Uma breve história sobre as sanções que a ordem jurídica culmina para a invalidade dos atos administrativos
Com a reforma do CPA, entendeu-se que haviam demasiadas sanções e a maior parte delas não fazia sentido. Assim, foram reduzidas as sanções para apenas a duas, reconduzindo a essas duas todas as outras. O professor Vasco Pereira da Silva entende que esse esforço foi adequado e pelo menos até 2015 conseguiu-se afastar essas diferenciações que faziam pouco sentido.

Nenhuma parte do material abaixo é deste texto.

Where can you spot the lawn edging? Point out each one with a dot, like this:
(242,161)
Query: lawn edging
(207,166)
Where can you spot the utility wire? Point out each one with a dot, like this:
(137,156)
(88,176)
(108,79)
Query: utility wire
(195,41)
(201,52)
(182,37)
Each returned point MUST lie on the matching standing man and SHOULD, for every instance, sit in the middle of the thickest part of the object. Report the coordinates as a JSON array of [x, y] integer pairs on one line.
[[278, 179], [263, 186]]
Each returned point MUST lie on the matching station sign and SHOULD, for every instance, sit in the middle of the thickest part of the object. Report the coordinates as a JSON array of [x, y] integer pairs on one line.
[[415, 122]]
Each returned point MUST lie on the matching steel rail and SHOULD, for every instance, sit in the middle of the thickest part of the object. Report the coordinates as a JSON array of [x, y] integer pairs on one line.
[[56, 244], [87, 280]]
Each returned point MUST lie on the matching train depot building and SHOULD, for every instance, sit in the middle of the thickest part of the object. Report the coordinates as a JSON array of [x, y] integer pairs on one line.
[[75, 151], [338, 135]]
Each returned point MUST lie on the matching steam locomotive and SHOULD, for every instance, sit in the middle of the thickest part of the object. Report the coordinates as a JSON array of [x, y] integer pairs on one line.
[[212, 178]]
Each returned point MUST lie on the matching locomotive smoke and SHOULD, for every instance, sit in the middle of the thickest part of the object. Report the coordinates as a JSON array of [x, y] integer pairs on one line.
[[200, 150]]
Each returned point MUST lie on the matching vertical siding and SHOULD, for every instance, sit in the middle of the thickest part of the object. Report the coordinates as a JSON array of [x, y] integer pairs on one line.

Estava em causa distinguir os atos nulos (ato que não era suscetível de produzir efeitos) e a anulabilidade (produção de efeitos desde a prática dos atos até ao momento da anulação. Anulação esta que é retroativa). Visto desta perspectiva, a questão passava por adotar categorias de natureza ampla de modo a que as outras formas deixassem de fazer sentido. Isto tinha consequências imediatas na figura da inexistência. Aquilo que se procurou fazer nos anos 90 foi fazer uma categoria ampla e aberta dos atos nulos, para que não fosse preciso recorrer ao «tapa buracos» que era a inexistência. Os atos que não coubessem na clausula geral seriam anuláveis e a propósito de qualquer vício do ato, este poderia gerar uma sanção de nulidade ou anulabilidade conforme a importância da realidade legal que tinha sido contrariada.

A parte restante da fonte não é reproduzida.